Cuantas veces corrí en mi casa maltrecha de Valparaíso esquivando muebles como Indiana perseguido por una tribu, hasta llegar al equipo tres en uno, soltar el botón de pausa de la casetera, y así grabar música de la FM, mordiendo irremediablemente los primeros segundos de “esa canción tan esquiva”, como escribió Neil Peart en The Spirit of radio.
La memoria es un dial: desayunos antes de partir al colegio acompañado de radio Voces (“estéreo amor”, agregaba el locutor), con un bloque cargado a lo más oscuro y pelacable de los Beatles como I am the walrus y Revolution 9; la Pudahuel antes del giro en español programando anglo con títulos traducidos -”Todo lo que ella hace es mágico… The Police”-; los pedidos que me dejaba mi papá para discar a Los Tres Favoritos de radio Recreo de Viña del Mar, junto a la emoción de escuchar mi nombre cuando anunciaban las canciones, la mayoría de los Stones; telefonazos a concursos por entradas que nunca gané, o para conversar con algún artista de visita en los estudios de radio Portales del puerto, entrevistado por Luis Enrique Calquín.

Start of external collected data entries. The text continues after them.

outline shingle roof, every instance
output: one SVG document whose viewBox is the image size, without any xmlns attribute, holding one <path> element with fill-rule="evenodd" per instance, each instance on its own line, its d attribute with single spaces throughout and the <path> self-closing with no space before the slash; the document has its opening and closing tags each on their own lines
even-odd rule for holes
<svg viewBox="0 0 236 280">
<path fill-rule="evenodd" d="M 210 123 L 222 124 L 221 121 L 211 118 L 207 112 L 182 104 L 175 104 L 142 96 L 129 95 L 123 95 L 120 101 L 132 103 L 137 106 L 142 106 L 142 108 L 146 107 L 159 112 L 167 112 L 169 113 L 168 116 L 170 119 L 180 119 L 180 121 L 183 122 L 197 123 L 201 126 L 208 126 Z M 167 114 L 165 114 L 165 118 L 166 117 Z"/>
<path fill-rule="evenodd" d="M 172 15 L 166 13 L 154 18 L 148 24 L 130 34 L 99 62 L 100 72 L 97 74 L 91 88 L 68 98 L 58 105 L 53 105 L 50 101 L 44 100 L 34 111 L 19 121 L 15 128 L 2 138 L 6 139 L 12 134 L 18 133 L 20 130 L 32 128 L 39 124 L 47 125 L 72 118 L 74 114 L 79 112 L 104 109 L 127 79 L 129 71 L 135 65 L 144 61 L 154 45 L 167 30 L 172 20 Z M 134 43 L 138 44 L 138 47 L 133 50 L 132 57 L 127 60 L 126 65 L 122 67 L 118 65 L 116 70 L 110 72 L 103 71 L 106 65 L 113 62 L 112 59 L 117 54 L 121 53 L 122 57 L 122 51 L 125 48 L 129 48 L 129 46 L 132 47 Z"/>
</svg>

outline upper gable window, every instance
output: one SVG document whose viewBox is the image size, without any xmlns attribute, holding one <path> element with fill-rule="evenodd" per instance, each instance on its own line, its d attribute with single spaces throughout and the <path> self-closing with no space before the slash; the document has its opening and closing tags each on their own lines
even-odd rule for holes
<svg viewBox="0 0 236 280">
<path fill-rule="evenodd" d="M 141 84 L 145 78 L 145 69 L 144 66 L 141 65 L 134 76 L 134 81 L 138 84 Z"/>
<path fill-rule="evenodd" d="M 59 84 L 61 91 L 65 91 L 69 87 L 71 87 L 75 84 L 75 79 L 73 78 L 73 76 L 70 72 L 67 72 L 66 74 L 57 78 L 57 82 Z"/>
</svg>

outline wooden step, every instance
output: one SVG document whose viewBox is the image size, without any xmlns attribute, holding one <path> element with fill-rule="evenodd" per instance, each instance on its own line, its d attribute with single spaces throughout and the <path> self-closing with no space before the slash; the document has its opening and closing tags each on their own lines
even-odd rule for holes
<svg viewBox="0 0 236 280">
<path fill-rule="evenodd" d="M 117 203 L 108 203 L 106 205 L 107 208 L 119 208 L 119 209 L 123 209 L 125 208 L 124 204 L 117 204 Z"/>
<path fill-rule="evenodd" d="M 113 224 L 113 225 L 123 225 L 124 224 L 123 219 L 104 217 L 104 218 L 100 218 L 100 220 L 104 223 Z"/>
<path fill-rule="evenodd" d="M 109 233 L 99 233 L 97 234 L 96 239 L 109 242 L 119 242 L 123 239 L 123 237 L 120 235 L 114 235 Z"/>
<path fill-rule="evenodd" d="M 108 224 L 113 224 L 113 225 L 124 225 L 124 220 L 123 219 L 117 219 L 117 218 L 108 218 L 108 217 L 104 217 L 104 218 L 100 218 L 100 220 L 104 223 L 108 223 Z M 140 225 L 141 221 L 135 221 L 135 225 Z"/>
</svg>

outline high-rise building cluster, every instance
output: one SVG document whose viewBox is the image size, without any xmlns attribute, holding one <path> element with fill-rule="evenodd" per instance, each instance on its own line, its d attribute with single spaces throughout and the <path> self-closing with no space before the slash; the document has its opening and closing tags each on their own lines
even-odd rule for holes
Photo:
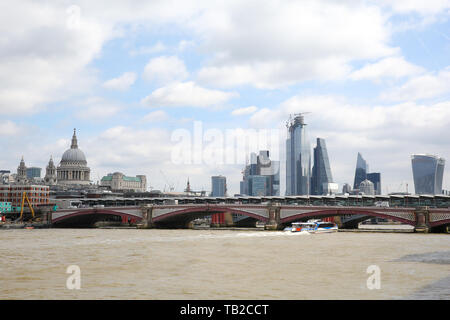
<svg viewBox="0 0 450 320">
<path fill-rule="evenodd" d="M 343 190 L 344 192 L 344 190 Z M 381 173 L 369 172 L 369 164 L 358 152 L 356 159 L 355 179 L 353 190 L 346 189 L 346 193 L 380 195 L 381 194 Z"/>
<path fill-rule="evenodd" d="M 250 164 L 243 171 L 240 194 L 249 196 L 280 195 L 280 161 L 271 160 L 269 151 L 250 154 Z"/>
<path fill-rule="evenodd" d="M 333 183 L 325 140 L 317 138 L 311 170 L 311 146 L 303 114 L 286 124 L 286 195 L 326 195 L 337 192 Z"/>
</svg>

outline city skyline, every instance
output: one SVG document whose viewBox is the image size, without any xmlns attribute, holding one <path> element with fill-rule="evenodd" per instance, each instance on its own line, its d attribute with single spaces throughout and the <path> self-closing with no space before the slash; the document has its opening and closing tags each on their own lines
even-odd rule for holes
<svg viewBox="0 0 450 320">
<path fill-rule="evenodd" d="M 22 155 L 30 167 L 45 168 L 50 155 L 57 165 L 76 127 L 94 182 L 120 171 L 145 174 L 149 187 L 162 190 L 163 171 L 179 190 L 188 176 L 194 189 L 207 190 L 221 174 L 234 194 L 244 163 L 174 165 L 171 134 L 193 132 L 194 121 L 222 132 L 284 134 L 287 116 L 304 111 L 311 112 L 309 136 L 327 141 L 340 188 L 353 185 L 357 152 L 382 173 L 382 193 L 406 184 L 412 191 L 412 154 L 450 158 L 448 3 L 273 6 L 81 1 L 5 8 L 0 170 L 15 172 Z M 279 159 L 271 152 L 280 161 L 280 194 L 284 139 Z"/>
</svg>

Grabábamos casetes, se intercambiaban y las cintas se enredaban quedando como acordeón. Corrían datos para sintonizar esos programas nocturnos de domingo como La Hora Cero, donde emitieron una banda sonora compuesta por Charly García. Años después, a bordo de la 329 a la altura de la torre Santa María, lloviendo a cántaros, escuché a Deftones por primera vez en la Concierto. Radio, momento y lugar random, grabados para siempre.
“Somos jurásicos”, resume un amigo para confirmar que algunos de estos recuerdos no están alterados en la memoria.
Pablo Aguilera (81), leyenda viviente y vigente de la radiotelefonía chilena desde 1966, me comentó tras una entrevista que ninguno de los vaticinios sobre la pérdida de relevancia del medio se cumplió. Ni la televisión, ni la video música, ni internet con sus podcasts y aplicaciones diversas, habían reemplazado a la radio. “Todo se retroalimenta”, sintetizó.
“Es irremplazable”, me dice Martina Orrego, directora de Los 40, convencida que “la humanidad” de la radio es clave. Aunque la gente dispone del título que sea a un clic, aún prefiere el llamado, pedir canciones y opinar. La radio, explica, “tiene sentido de pertenencia”.
Si los artistas fabrican hits en dormitorios y los lanzan en redes, ¿necesitan el dial? Sigue siendo “una validación del trabajo”, asegura Martina. “Los artistas más chicos”, continúa, “se emocionan por estar en la radio”.
Consulto a un ejecutivo discográfico transnacional, si este universo de aplicaciones afecta el protagonismo del medio. Descartado. “No solo te puede amplificar el éxito”, responde, “sino que es negocio, sobre todo para los que son autores”.
El próximo viernes 19, se cumplen 100 años desde la primera transmisión radial en el país desde la casa central de la Universidad de Chile, captada en el hall de El Mercurio, la tercera nación en el mundo en experimentar con el formato.
“Música, canto, discursos y declamación en la Universidad de Chile”, publicó el mismo diario, definiendo coordenadas aún vigentes en el contenido programático, esa compañía permanente en nuestras vidas, incluso cuando no la sintonizas. Basta moverse un poco por la ciudad para constatar su presencia en las calles, el comercio y el transporte.
“Retroalimentación emocional en una longitud de onda sin tiempo, llevando un regalo invaluable, casi gratis”, escribió Peart en el estribillo de The Spirit of radio. Tan cierto. La música seleccionada, la cálida compañía y el contenido en ondas invisibles, al alcance de todos.